Arindam Ghosh

Personal information
- Full name: Arindam Nanigopal Ghosh
- Born: 19 October 1986 (age 39) Barasat, West Bengal, India
- Batting: Right-handed
- Bowling: Right-arm medium
- Role: Batsman

Domestic team information
- 2006/07-2011/12: Bengal
- 2009: Kolkata Knight Riders
- 2013/14–present: Railways

Career statistics
| Competition | FC | LA | T20 |
| Matches | 24 | 14 | 13 |
| Runs scored | 1,380 | 218 | 170 |
| Batting average | 44.51 | 19.81 | 18.88 |
| 100s/50s | 3/6 | 0/0 | 0/1 |
| Top score | 208* | 38 | 67 |
| Catches/stumpings | 12/– | 9/– | 8/– |
- Source: ESPNcricinfo, 16 April 2015

= Arindam Ghosh (cricketer) =

Indian cricketer (born 1986)

Arindam Nanigopal Ghosh (born 19 October 1986) is an Indian cricketer who plays for Railways cricket team as a right-handed batsman. He was a member of the Kolkata Knight Riders squad in 2009 Indian Premier League.

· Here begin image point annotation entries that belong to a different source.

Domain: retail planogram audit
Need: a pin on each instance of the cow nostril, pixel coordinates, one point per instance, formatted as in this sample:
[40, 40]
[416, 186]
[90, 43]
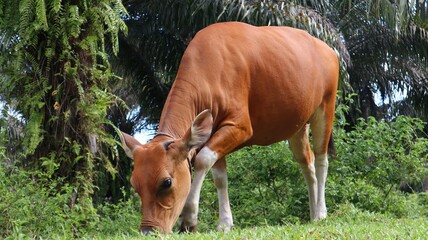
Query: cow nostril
[147, 231]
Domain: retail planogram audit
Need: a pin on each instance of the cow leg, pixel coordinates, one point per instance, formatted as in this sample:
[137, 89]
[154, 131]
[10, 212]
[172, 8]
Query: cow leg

Ghosh played for the India Under-19 cricket team during the 2005/06 season. From 2006/07 to 2011/12, he played for Bengal cricket team. He switched to Railways cricket team before the 2013/14 season. In October 2014, he played for Central Zone cricket team in the final of the 2014–15 Duleep Trophy.

He was the leading run-scorer for Railways in the 2017–18 Ranji Trophy, with 406 runs in six matches. He was also the leading run-scorer for Railways in the 2018–19 Vijay Hazare Trophy, with 246 runs in six matches.